Genesis 1:14-19 - Arthur Peake's Commentary on the Bible

Bible Comments

The second set of four works on the last three days corresponds to the set of four on the first three. Thus we have the creation of light and of the luminaries; the firmament separating the upper from the lower waters, and the birds which fly across the firmament and the fish in the sea; the appearance of the land and creation of land animals; finally the creation of herbs and fruit, and the creation of man, who till the Flood subsists entirely upon these.
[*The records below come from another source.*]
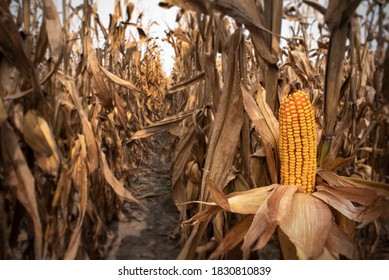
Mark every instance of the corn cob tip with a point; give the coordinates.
(297, 143)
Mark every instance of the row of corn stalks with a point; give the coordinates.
(71, 94)
(230, 77)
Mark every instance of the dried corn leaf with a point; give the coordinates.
(339, 242)
(55, 34)
(102, 90)
(3, 112)
(21, 180)
(267, 127)
(275, 207)
(307, 225)
(228, 120)
(12, 47)
(79, 175)
(187, 83)
(93, 156)
(116, 185)
(234, 236)
(114, 78)
(164, 124)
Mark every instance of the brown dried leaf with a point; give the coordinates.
(93, 156)
(3, 112)
(21, 180)
(228, 120)
(12, 47)
(217, 195)
(102, 90)
(361, 214)
(187, 83)
(267, 127)
(116, 185)
(79, 175)
(339, 242)
(119, 80)
(166, 123)
(275, 207)
(234, 236)
(55, 34)
(307, 225)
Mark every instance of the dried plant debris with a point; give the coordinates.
(86, 109)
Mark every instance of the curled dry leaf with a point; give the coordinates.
(307, 224)
(21, 180)
(79, 174)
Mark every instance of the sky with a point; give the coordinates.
(164, 19)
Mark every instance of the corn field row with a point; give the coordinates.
(81, 105)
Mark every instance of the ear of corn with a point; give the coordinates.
(297, 142)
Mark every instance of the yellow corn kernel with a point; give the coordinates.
(298, 142)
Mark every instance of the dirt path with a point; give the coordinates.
(148, 233)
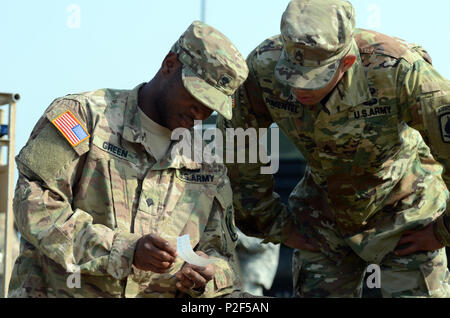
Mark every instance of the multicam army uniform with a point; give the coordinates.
(14, 243)
(371, 176)
(84, 209)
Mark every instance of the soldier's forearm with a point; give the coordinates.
(442, 229)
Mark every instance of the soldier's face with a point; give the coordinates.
(177, 107)
(314, 97)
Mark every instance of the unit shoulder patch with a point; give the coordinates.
(71, 128)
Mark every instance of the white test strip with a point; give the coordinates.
(185, 251)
The heavenly bodies are described as they appear to us. hence the stars are a mere appendix to the two great lights, added almost as an after-thought, possibly by some scribe or reader. The plain meaning of the passage is that the lights were created on the fourth day, not that they had been created before and only then became visible! They are attached to the firmament, and serve as lamps for the earth. They also regulate the festivals and other occasions, secular as well as sacred, and the divisions between day and night, and they determine the length of the year. They serve, moreover, as signs, perhaps in the astrological sense as foreshadowing the future. But they are not to be worshipped, nor are they even represented here, as often in Scripture, as animated beings (Genesis 1:21 *).

Genesis 1:14-19

14 And God said, Let there be lights in the firmament of the heaven to divide the dayd from the night; and let them be for signs, and for seasons, and for days, and years:

15 And let them be for lights in the firmament of the heaven to give light upon the earth: and it was so.

16 And God made two great lights; the greater light to rule the day,e and the lesser light to rule the night: he made the stars also.

17 And God set them in the firmament of the heaven to give light upon the earth,

18 And to rule over the day and over the night, and to divide the light from the darkness: and God saw that it was good.

19 And the evening and the morning were the fourth day.